Eddie Henderson: Healing with Music
After school, it was back to the Bay area for his medical internship and residency - and the break that thrust him fully into music. It was a weeklong gig with Herbie Hancock's Mwandishi band that led to a three-year job. "That changed my life," says Henderson.
The Mwandishi association lasted from 1970-73.
"When I was playing with Herbie Hancock, we weren't making a lot of money. Everybody in the band got $300 a week, and had to pay your own hotel, and your bills at home," he says. "It was good money for that time, but it wouldn't work now. That's why Herbie had to disband the band. He wasn't even getting paid. He was going into his royalties, his savings that he built up. He was in debt $30,000, and I think I was in debt about $12,000 just to stay in the band. We didn't even think about that. He had to make a change to recoup his financial status. That's why he went to the Headhunters and became a little more commercial."
Henderson had his other career to help bring in the cash.
"I did practice medicine from 1975 to 1985 in San Francisco, part time. About four hours a day. I worked at a small clinic. The head doctor knew I was into music and he hired me with the stipulation that whenever I get tours I can go and come as I please. They would even pay me when I was gone. It was lovely," he recalled. "I just wanted to play music. But I never in my wildest dreams thought I'd ever have a chance to play with the big guys."
He was also certified to practice psychiatry and even did a residency in that field, but Henderson never practiced it. "I couldn't go off on a tour with a psychiatric patient hanging, you know? 'I'll be back in a month. Hold tight,'" he chuckled.
After touring with Hancock, doors were opened. Henderson joined Art Blakey and also got to play with Dexter Gordon, Roy Haynes, Jackie McLean, Joe Henderson, McCoy Tyner. "That's how the heritage goes. You play with one of the greats, then you get acknowledged by all the other greats that your credentials must be in order. That opened the door for everything else that happened to me. It's been wonderful."
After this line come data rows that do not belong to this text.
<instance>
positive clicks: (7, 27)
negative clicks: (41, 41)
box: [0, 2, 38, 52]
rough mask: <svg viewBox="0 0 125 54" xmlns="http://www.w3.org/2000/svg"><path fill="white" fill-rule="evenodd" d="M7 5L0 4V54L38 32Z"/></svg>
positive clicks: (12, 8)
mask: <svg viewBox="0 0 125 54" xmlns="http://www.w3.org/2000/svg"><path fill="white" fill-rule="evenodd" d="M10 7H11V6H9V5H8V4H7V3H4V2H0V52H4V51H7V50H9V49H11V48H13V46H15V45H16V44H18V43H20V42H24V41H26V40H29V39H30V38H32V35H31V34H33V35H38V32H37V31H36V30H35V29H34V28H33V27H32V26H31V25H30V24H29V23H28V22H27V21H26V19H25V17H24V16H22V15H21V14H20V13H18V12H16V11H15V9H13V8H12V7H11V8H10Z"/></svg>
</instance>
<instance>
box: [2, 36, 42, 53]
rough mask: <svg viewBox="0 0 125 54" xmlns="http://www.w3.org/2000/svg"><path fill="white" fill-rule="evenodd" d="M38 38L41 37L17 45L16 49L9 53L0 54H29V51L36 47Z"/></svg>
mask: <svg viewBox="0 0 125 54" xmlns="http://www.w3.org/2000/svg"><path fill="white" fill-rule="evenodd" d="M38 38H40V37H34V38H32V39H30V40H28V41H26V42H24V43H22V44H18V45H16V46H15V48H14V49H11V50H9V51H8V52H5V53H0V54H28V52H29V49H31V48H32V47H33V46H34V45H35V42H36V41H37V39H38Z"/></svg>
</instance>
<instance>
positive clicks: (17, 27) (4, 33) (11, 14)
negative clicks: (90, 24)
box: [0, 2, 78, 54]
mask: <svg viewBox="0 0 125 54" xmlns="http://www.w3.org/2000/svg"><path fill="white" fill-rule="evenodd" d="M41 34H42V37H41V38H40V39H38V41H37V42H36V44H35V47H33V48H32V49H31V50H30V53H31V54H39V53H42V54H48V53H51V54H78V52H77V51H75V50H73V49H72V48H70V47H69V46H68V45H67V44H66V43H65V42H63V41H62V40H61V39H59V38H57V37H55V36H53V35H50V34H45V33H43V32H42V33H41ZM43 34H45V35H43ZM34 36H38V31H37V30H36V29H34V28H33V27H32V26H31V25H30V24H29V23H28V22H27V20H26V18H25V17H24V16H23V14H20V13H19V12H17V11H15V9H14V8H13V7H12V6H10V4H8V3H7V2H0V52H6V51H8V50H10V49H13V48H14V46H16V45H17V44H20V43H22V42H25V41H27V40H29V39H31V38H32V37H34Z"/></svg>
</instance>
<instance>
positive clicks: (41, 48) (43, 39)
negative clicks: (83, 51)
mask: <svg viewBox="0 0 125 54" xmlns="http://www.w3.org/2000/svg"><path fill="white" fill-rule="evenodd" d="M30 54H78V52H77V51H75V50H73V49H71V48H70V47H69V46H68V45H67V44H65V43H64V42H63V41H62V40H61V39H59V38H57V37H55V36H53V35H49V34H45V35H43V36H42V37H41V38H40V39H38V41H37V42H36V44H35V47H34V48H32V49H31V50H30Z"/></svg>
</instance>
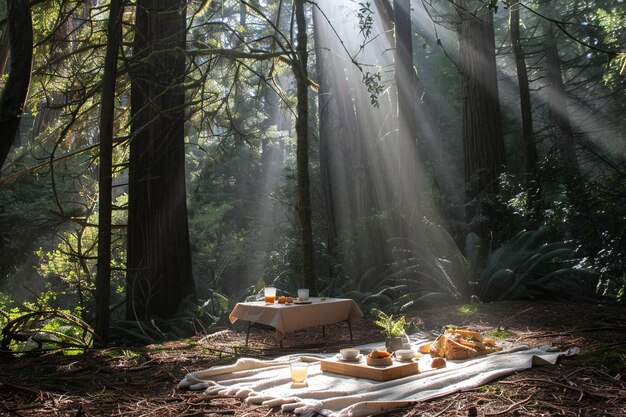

Henderson also didn't struggle like some musicians coming up. Things seemed to fall into place, but that's not to say he didn't work extremely hard on his instrument. The fortuitous journey up the ladder is not lost on this artist.
"I really didn't have to come up through the ranks. I was more or less picked up by my bootstraps and pulled up to a high echelon. Just by playing with people like Herbie Hancock, Buster Williams, Julian Priester, in that Mwandishi group, it's invaluable. Rather than going to jam sessions and struggling and just sitting in a couple tunes. My development went in leaps and bounds because that particular band worked for three and a half years, about 10 months a year. So it was like a wormhole in evolution.
"They had a club in San Francisco called the Keystone Corner. When name groups came in like Art Blakey and the Jazz Messengers, Dexter Gordon, Jackie McLean, Joe Henderson would come through town, they would always hire me. So I didn't have to come to New York. I was playing with everybody I wanted anyway. I had my cake and ate it."
"When that club closed, it kind of dried up in San Francisco, so I moved back to New York where my mother was at the time. And here I am now. I really haven't practiced medicine in 13 years. I just came here to play music."
Being a doctor did have its rewards, however. It gave him the ability to afford some perks, like his penchant for Ferraris that he adopted from Miles Davis. It also accorded him the ability to joust a bit more with his mentor.
"Because of [Miles], I got six of them. When I was practicing medicine out in California I had three at one time, different models. But in those days, a brand new Ferrari was just $12,000. But now it's $200,000, it's ridiculous. I sold all those." The last two he sold for $10,000, only to have their value skyrocket to $1 million after Enzo Ferrari died, Henderson says. He still owns a 1975 model.
"Miles never said anything to me," says Henderson. "But once I parked mine right behind his in California. He gets out and looks back at me and says, 'Oh that's cute.' I said "cute?' [laughter] He asked who bought it for me, my stepfather? I said 'Did he buy yours?' Then he just chuckled. [laughter] I had fun."
Henderson has no regrets giving up medicine. In fact, there are aspects of the business side of being a doctor that are more annoying to Henderson that the business side of the music world.
"That old adage, 'Physician heal thyself.' This is what heals me. Playing music. It's what makes me well. How can I help somebody else if I'm not well?